Я быстро поцеловала дочку в щеку с намерением сейчас же отправиться в постель. По крайней мере, таков был мой план. Но мне следовало бы знать, что у маленьких детей обычно есть свои планы, особенно среди ночи и когда они заболевают.
– Мама, погладь мне животик, – попросила она слабым больным голосом. – Как ты делала, когда я была маленькой, – добавила она для пущей убедительности.
Я примерно полминуты погладила животик, пока не устала рука. Это напомнило мне, что у меня и глаза устали, и сама я уже почти без сил.
Надеясь, что она успокоилась, я тихонько вышла из комнаты и постаралась как можно быстрее добраться до кровати. Ох, уже час ночи. Но в пятичасовой отрезок я пока укладываюсь. Я убедила себя, что могу избежать преждевременной смерти.
– Мама! Мама!
Я вздрогнула. И как только решила, что громче уже некуда, звучание последнего слога моего прекрасного звания поднялось до леденящего душу крика:
– МамаАААААА!
Я метнулась наверх, перепрыгивая через ступеньки, уверенная, что случилось что-то ужасное. Однако глазам моим предстало всего лишь жалкое личико моего больного ребенка.

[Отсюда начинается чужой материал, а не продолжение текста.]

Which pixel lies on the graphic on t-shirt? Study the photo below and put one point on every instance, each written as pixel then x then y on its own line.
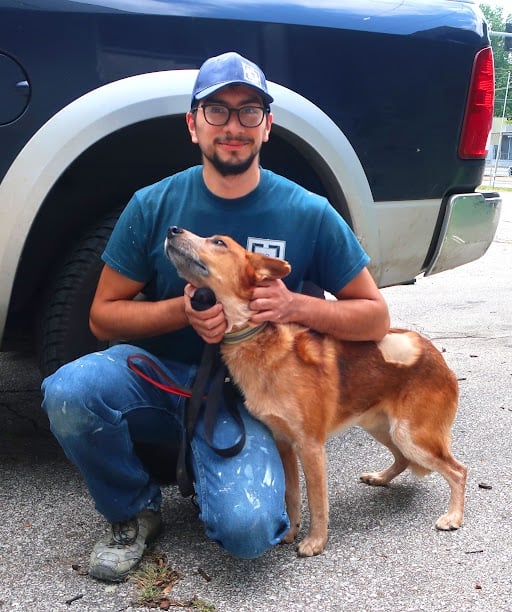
pixel 266 246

– Мама, погладь мне еще животик, – едва слышно попросила Эвери.
На этот раз я гладила ее минуты две. Никогда я не была так рада видеть, как она сосет свой любимый большой палец. Веки начали подрагивать – явный признак того, что она засыпает. Со сноровкой морпеха я незаметно встала с ее постели и уже была готова так же бесшумно удалиться, но тут глаза дочери полностью открылись. И в них читалось недоумение от моего поспешного ухода.